Every job Majors took on was rebuild – Iowa State in ’68, Pitt in ’73 and UT in '77. His career winning percentage was .601 after Tennessee. The cutoff for coaching eligibility for the College Football Hall of Fame – Majors was already inducted as a player – is .600. The encore at Pitt dropped him to .572.

Majors eventually moved back to Knoxville and was embraced. His No. 45 was retired in 2012.

By then, I had visited Pittsburgh on a basketball trip and made time to explore his legacy.

The defining Majors memorabilia display isn’t in Knoxville, rather in the Johnny Majors Room at the Pittsburgh Athletic Association.

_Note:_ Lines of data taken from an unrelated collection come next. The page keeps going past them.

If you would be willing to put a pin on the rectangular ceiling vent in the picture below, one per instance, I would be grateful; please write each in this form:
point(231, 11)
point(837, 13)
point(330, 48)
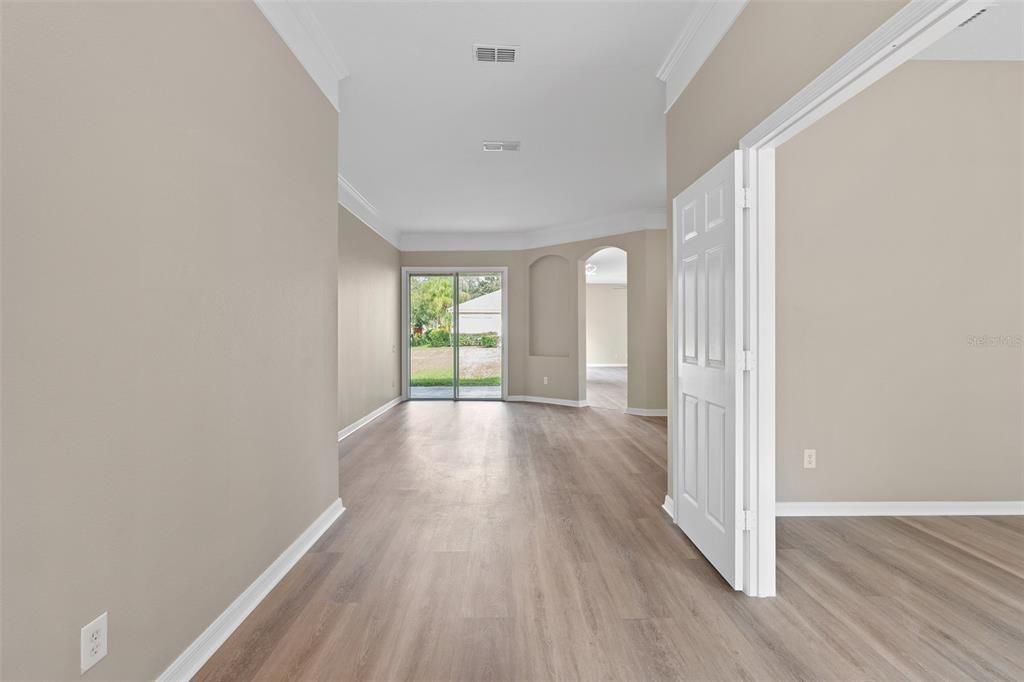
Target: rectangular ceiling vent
point(496, 53)
point(972, 17)
point(501, 145)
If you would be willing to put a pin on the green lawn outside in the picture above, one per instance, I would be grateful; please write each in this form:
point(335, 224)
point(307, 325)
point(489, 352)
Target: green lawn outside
point(443, 378)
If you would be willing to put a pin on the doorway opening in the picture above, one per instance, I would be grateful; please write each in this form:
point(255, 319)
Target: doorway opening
point(455, 344)
point(606, 341)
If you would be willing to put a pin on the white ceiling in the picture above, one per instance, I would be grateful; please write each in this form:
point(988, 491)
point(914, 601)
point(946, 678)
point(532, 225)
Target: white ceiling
point(995, 35)
point(610, 264)
point(583, 99)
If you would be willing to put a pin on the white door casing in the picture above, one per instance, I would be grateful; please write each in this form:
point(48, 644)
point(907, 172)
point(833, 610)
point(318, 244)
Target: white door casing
point(706, 413)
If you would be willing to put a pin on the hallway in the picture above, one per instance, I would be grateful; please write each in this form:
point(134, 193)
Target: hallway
point(516, 541)
point(606, 387)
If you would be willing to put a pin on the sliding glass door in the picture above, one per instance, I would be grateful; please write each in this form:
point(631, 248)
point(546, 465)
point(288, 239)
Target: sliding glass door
point(456, 345)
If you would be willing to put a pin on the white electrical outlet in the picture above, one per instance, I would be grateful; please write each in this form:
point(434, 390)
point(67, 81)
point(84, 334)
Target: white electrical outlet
point(93, 642)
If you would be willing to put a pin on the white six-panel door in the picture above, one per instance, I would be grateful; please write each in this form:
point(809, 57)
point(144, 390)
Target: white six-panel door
point(705, 412)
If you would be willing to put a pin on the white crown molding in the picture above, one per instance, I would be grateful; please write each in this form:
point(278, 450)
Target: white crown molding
point(360, 207)
point(358, 424)
point(188, 664)
point(622, 223)
point(915, 26)
point(301, 31)
point(706, 27)
point(982, 508)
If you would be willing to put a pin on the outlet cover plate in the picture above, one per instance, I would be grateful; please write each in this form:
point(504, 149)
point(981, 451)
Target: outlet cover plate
point(93, 642)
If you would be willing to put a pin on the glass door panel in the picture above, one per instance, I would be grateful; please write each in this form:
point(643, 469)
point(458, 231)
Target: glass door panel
point(431, 342)
point(479, 336)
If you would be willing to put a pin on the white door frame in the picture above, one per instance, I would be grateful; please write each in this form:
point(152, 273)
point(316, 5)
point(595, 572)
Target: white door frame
point(406, 350)
point(910, 30)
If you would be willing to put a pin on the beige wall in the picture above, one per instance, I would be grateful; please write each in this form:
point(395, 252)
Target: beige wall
point(369, 312)
point(647, 325)
point(606, 329)
point(900, 226)
point(774, 48)
point(169, 323)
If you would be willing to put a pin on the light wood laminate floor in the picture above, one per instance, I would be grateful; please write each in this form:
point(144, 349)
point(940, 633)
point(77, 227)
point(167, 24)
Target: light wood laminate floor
point(526, 542)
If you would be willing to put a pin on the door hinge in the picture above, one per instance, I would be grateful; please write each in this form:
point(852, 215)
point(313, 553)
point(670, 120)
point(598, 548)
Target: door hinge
point(747, 360)
point(743, 197)
point(747, 520)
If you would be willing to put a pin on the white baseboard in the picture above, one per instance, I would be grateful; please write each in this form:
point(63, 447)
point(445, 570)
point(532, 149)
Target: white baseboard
point(984, 508)
point(355, 426)
point(186, 665)
point(643, 412)
point(538, 398)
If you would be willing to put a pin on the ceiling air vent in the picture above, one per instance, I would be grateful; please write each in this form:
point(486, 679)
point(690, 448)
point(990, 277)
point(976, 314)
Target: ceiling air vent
point(501, 145)
point(496, 53)
point(972, 17)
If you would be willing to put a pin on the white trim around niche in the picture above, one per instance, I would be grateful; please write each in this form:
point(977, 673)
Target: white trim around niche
point(196, 655)
point(955, 508)
point(707, 25)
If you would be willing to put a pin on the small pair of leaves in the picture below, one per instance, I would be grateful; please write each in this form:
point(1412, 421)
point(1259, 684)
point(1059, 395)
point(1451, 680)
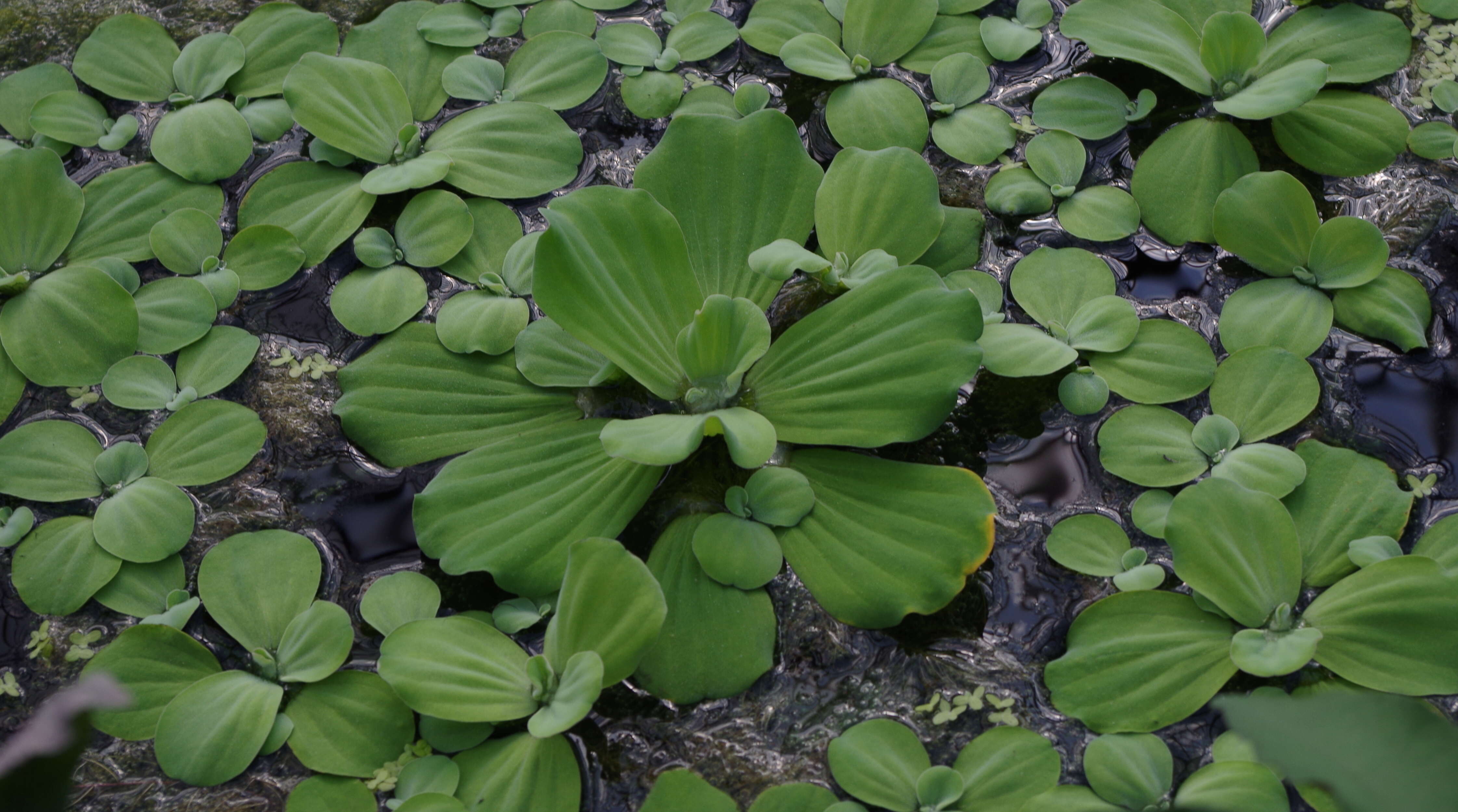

Majors told me beforehand to look up a fellow named Art, who would show me around.

Sure enough, I found Art and announced my mission.

“That was the biggest rip-off in Heisman Trophy history,’’ said Art, by way of greeting.

My initial thought went to Peyton Manning and was about to say so, when Art followed up, shaking his head: “They gave it to Paul Hornung.’’

They still have Johnny’s back in Pittsburgh.

“It was a place,” Majors told me, “that there were two times I needed them. And I think they needed me.’’

Two homes, going head-to-head this week.

Mike Strange is a former writer for the News Sentinel. He currently writes a weekly sports column for Shopper News.